Even if the ongoing Brexit negotiations become adversarial, resulting in further episodes of share price volatility, this will unlikely be on the same scale we saw in June 2016. The biggest shock is over and whatever follows is probably not going to have the same impact.
The fund’s level of risk connected to the UK is not as big as it seems.
As explained earlier, the bulk of the fund’s exposure to UK-listed companies involves multinational companies that derive only a small percentage of their profits from the UK. As a result, only 13.3% of the fund’s revenue is in fact generated from the UK. This means that the fund’s exposure to developments in the UK economy is far smaller than is implied by its relatively high exposure to UK-listed shares.
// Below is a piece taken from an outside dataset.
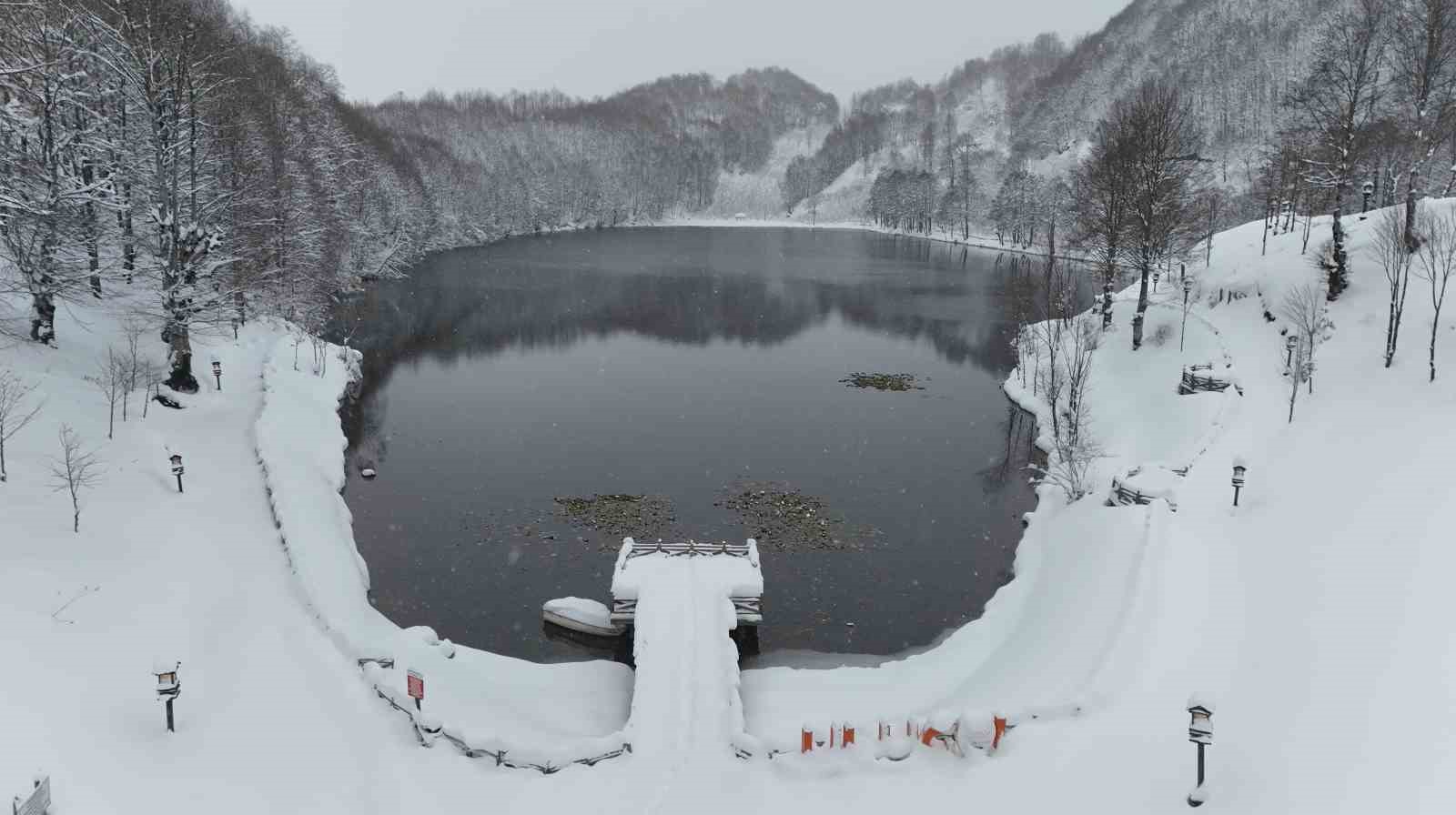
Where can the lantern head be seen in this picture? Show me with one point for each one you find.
(167, 673)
Navigating unexpected macroeconomic events such as Brexit – the value of our investment process
Unexpected macroeconomic events will always haunt the market and trigger radical reactions
Unexpected macroeconomic events such as Brexit are nothing new. They have and will continue to catch the markets off guard. To be able to make prudent investment decisions at these times, it’s important to understand how and why the markets react the way they do when these surprises happen:
- Markets thrive on predictability and despise nasty surprises
That is why central banks are always careful to communicate their intentions as clearly as possible. It is also why developed markets tend to trade at higher multiples than the less predictable emerging markets.
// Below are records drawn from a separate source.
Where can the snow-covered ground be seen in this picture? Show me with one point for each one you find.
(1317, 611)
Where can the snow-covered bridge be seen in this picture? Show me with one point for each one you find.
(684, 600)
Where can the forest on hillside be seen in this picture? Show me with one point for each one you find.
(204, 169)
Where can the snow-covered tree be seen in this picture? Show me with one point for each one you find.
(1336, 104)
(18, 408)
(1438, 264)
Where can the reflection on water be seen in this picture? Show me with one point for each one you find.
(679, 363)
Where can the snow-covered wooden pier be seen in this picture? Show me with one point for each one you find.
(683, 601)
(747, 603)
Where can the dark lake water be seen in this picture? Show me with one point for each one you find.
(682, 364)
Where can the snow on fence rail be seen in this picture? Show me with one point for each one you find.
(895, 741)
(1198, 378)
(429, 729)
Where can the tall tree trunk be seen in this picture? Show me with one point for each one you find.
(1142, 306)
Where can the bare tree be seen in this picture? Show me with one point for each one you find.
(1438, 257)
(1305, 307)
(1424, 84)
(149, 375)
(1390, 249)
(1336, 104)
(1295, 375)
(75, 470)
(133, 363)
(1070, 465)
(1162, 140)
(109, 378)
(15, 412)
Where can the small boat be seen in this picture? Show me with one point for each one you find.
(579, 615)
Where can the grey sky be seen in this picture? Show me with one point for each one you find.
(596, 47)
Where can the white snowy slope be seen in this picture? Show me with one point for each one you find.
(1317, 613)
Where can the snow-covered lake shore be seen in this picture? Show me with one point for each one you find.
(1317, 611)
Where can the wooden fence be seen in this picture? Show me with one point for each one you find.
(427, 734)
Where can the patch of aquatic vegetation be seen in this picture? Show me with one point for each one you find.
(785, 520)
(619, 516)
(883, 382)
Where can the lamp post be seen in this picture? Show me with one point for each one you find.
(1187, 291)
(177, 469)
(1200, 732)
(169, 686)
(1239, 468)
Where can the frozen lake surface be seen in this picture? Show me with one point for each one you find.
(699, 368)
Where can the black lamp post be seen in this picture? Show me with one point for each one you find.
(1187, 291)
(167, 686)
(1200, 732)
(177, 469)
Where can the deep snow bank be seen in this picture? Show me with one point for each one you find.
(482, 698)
- Markets react brutally and quickly to unexpected news
This happens whether it is macroeconomic news or specific to a company or industry. In the event of a negative surprise, prices most often discount the worst-case scenario within minutes, and then gradually find a new equilibrium as markets digest the news. This process seldom takes more than a few days.
- In the short term, markets tend to overreact
Macroeconomic events generally have a far less significant impact on the performance of a company’s medium- to long-term fundamentals than is generally assumed. This is because well-managed companies with quality products are almost always able to adapt to changes in the operating environment through a combination of innovation and reorganisation.
Our disciplined investment process helps us focus on the long term, despite short-term market turmoil
For these reasons, we will continue to apply our proven investment process when making investment decisions for the SIM Global Equity Income Fund, whatever happens in the economy and the market. We manage the fund with a three- to five-year investment horizon and are aware that unexpected events can cause short-term market volatility. However, these seldom have a significant impact on the fund’s long-term performance and often present an exploitable opportunity. We will continue to focus on objective stock valuations, based on in-depth research, and not allow emotions to influence our decisions.